I hope that one day we’ll look back on the current model of “accessing AI through provider APIs” the same way we now look back on “everyone connecting to the company mainframe.”
I also hope that we’ll find effective ways to distribute load between small local models and heavyweight remote models. Sort of like what Apple tried to do in iOS.
So much of what I ask codex to do doesn’t require full GPT 5 intelligence, and if 75% of the tokens were generated locally that’d save a massive amount of cost.
* People keep finding ways of cramming more intelligence into smaller models, meaning that a given hardware spec delivers more model capability over time. I remember not that long ago when cutting edge 70B parameter models could kinda-sorta-sometimes write code that worked. Versus today, when Qwen 27BA3B (1/23 of the active parameters!) is actually *fun* to vibe code with in a good harness. It’s not opus smart, but the point is you don’t need a trillion parameters to do useful things.

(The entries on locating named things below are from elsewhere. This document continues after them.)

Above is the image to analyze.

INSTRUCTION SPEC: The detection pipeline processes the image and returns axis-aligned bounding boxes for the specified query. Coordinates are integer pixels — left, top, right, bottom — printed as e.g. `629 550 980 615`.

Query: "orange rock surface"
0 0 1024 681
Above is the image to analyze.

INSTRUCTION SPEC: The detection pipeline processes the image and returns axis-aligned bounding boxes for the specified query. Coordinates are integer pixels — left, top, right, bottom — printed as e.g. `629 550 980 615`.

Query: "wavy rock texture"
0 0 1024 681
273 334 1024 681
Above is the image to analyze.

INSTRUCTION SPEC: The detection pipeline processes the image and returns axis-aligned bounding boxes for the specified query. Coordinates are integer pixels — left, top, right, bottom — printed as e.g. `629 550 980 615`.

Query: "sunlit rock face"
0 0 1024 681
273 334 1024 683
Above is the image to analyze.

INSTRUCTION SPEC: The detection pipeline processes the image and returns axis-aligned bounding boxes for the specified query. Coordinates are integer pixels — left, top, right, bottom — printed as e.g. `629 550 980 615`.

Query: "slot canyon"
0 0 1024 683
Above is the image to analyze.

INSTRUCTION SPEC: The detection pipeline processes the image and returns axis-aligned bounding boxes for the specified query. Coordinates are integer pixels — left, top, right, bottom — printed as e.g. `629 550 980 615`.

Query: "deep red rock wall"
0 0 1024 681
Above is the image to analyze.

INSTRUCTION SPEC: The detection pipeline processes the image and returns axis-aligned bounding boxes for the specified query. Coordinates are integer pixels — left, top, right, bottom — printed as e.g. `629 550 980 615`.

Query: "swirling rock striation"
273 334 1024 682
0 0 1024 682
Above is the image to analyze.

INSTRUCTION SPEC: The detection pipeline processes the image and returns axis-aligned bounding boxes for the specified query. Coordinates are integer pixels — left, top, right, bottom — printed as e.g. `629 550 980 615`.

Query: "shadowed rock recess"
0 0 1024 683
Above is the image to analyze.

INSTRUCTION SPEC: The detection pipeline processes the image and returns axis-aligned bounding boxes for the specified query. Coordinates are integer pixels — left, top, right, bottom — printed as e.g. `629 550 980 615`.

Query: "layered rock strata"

* Hardware will continue to improve and supply will catch up to demand, meaning that a dollar will deliver more hardware spec over time. Right now the industry is massively supply constrained, but I don’t see any reason that has to continue forever. Every vendor knows that memory quality and memory bandwidth and the new metrics of note, and I expect to start seeing products that reflect that in a few years.
I hope that one day we’ll look back on the current model of “accessing AI through provider APIs” the same way we now look back on “everyone connecting to the company mainframe.”